June 28th, 2024

Orange Shirt Day aims to build empathy around dark history of residential schools

By MO CRANKER on October 1, 2020.

Grade 6 Connaught student Avi Cowan stands with a paper she wrote on Residential Schools. -- NEWS PHOTO MO CRANKER

mcranker@medicinehatnews.com@mocranker

Many students in the area went to class Wednesday in an orange shirt to commemorate the horrors of residential schools and to look forward to a better future.

In years past, schools would host assemblies and guest speakers to teach kids about residential schools. Large gatherings are still not allowed but schools still made the best of the day.

“Orange Shirt Day stemmed from the acknowledgement of Phyllis Webstad and her story, along with her Residential School experience,” said Medicine Hat Catholic School Board of Education First Nations, Métis and Inuit support co-ordinator Raevon Gehring. “The day allows us to identify what she underwent when she when she was at a Residential School and wearing an orange shirt. It also builds empathy for those who survived the Residential Schools.
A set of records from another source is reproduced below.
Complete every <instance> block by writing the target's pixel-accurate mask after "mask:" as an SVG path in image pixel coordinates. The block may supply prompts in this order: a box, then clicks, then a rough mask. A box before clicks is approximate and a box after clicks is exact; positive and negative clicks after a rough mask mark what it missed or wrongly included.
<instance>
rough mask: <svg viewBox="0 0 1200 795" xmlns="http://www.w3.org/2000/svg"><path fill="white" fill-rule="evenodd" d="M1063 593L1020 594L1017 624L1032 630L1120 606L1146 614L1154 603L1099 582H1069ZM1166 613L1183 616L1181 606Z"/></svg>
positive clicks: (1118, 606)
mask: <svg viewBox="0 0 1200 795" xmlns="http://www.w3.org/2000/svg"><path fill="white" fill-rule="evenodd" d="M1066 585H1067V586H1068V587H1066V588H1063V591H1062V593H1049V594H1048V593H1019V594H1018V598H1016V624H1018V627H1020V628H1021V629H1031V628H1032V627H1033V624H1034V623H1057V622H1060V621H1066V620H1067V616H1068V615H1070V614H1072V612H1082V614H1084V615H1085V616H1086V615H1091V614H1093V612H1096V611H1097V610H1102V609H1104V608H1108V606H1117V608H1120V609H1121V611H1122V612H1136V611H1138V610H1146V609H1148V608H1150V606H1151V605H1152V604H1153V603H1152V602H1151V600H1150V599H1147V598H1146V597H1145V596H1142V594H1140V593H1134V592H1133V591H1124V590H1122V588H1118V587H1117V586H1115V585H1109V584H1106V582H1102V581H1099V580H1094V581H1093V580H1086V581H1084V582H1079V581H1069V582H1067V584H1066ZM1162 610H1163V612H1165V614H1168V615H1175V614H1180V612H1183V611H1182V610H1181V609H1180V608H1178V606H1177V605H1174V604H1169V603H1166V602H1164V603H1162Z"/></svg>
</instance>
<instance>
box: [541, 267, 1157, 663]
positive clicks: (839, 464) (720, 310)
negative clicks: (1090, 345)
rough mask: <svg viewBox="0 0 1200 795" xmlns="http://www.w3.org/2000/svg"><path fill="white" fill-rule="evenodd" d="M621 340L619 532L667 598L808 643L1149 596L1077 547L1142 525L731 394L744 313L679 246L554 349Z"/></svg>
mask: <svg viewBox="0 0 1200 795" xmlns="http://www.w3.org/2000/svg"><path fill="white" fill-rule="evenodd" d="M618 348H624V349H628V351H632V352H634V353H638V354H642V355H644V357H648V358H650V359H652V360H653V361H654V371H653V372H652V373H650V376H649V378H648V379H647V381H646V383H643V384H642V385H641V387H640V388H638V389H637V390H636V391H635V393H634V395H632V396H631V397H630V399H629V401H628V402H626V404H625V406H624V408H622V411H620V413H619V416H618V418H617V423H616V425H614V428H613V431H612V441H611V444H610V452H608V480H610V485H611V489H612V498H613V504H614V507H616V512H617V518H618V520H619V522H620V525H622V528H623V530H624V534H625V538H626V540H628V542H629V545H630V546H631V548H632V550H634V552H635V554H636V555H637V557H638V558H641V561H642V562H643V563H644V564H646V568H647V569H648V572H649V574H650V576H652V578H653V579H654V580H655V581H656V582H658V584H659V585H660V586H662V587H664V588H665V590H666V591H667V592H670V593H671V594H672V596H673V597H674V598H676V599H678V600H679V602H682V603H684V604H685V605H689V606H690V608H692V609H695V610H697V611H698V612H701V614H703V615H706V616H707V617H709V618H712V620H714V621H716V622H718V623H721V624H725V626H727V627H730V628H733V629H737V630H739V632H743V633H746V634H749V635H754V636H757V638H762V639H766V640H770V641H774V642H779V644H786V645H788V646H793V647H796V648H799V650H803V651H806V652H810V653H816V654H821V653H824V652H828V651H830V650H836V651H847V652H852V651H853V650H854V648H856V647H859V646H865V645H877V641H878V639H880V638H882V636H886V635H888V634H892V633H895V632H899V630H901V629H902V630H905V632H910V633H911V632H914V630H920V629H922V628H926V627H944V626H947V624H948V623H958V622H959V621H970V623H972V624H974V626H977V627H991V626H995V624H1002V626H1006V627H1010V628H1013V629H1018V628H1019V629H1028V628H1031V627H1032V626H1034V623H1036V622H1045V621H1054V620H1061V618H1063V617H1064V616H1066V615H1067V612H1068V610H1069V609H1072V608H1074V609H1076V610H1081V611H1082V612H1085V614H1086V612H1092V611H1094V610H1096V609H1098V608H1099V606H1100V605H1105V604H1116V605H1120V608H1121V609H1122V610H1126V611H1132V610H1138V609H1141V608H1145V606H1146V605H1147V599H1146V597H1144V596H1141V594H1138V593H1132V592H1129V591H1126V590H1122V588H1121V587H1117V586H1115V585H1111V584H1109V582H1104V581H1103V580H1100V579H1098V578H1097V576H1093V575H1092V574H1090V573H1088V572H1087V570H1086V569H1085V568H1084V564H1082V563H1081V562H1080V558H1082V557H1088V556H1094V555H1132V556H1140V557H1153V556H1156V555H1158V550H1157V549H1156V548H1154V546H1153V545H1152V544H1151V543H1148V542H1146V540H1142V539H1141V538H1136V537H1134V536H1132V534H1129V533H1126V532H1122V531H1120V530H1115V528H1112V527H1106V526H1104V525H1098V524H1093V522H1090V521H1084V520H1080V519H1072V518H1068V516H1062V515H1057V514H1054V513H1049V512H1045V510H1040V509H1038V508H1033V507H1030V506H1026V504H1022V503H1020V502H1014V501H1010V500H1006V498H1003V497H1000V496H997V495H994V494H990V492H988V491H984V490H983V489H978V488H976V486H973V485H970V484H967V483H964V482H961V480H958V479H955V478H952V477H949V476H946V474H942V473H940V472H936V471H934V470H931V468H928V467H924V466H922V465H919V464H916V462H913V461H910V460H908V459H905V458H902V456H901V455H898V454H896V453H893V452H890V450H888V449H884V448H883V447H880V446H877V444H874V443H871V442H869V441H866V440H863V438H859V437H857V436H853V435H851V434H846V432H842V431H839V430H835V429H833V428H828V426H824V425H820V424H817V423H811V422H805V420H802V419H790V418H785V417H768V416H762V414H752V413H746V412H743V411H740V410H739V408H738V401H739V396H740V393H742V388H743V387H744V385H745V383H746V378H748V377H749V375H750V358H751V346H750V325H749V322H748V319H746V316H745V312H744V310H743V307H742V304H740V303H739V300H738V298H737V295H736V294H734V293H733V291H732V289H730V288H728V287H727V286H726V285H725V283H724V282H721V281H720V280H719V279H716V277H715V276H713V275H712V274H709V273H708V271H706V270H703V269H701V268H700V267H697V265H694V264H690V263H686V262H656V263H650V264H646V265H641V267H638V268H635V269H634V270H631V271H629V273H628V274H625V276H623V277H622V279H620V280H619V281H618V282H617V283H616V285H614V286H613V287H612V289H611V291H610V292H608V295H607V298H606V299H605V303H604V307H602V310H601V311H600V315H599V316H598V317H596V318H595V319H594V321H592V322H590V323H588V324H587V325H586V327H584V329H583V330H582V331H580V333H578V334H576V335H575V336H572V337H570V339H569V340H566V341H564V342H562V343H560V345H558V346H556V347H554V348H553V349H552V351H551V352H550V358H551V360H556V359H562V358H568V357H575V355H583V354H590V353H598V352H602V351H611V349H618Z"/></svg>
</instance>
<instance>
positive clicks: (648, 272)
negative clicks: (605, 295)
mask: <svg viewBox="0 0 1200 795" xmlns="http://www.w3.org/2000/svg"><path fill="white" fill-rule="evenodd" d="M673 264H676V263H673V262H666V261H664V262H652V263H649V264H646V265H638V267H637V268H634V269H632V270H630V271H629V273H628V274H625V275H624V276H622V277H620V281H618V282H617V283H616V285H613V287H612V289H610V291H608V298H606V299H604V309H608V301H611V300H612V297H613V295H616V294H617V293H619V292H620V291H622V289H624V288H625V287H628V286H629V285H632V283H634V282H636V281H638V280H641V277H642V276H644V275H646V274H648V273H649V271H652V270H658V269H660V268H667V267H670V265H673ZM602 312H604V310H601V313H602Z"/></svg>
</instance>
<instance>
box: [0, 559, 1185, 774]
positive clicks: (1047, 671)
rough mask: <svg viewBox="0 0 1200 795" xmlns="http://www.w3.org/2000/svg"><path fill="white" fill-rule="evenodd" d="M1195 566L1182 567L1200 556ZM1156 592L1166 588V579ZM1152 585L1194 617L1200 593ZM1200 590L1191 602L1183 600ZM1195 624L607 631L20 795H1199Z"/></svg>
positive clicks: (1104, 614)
“It gives the kids an understanding that every child matters.”

Grade 6 Connaught School student Avi Cowan wrote a paper on Residential Schools and says it is important to remember every year.

“It talked about why I wouldn’t want to go there and why I felt bad for the kids who did have to go there,” she said. “A lot of the kids were younger than me and it would feel so bad if I had to be taken away from my family.

“The paper talked about how I felt for the people who did have to go to the schools.”

Cowan says there were many things scary about the schools.

“They had to learn a new language and got punished if they didn’t,” she said. “They might not ever see their parents again after coming to a school. That was really scary.”

Grade 5 Connaught teacher Andrew Haddon says the schools are important to remember.

“It’s important to remember the Residential School system that existed in Canada,” he said. “All of the lessons learned from these schools are important to teach students. My understanding is that it hasn’t been very well taught in the past.

“It’s important that the kids understand what happened and why it wasn’t a good thing.”

Haddon encourages everyone to take the free online certificate course from University of Alberta called Indigenous Canada.